Le troisième mois, elle se rend chez le gynécologue qui lui fait entendre le cœur de son bébé. Elle est très émue. Les semaines passent, son ventre grossit. Elle achète même une robe spéciale pour le mariage d’une cousine. Elle hésite car elle ne sera pas grosse très longtemps, mais la vendeuse la convainc. Elle hésite à demander le sexe du bébé au médecin lors de l’échographie du 5e mois. Elle réussit à garder la surprise.
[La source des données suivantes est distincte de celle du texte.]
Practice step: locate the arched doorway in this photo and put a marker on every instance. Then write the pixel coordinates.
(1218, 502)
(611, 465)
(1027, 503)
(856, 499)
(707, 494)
À la visite du 6e mois, elle fait une pause dans les préparatifs du mariage de sa cousine pour se rendre chez le gynécologue. Celui-ci, d’abord heureux de la voir, devient très vite sombre. Après quelques examens, il lui annonce que le fœtus est mort. La femme devra accoucher en urgence, sans anesthésie, afin d’expulser le petit corps sans vie. Son mari la rejoint aux urgences. Elle souffre énormément. Le fœtus sera disséqué dans une clinique parisienne.

En attendant, elle doit faire semblant, et se rend tout de même au mariage de sa cousine, vêtue de sa robe spéciale. Durant toute la cérémonie, elle feint d’aller bien, y compris lorsqu’une amie de la mariée vient poser sa main sur son gros ventre en précisant que ça porte bonheur. La nouvelle s’achève sur cette image, et sur la mère qui tente tout de même de sourire malgré la douleur.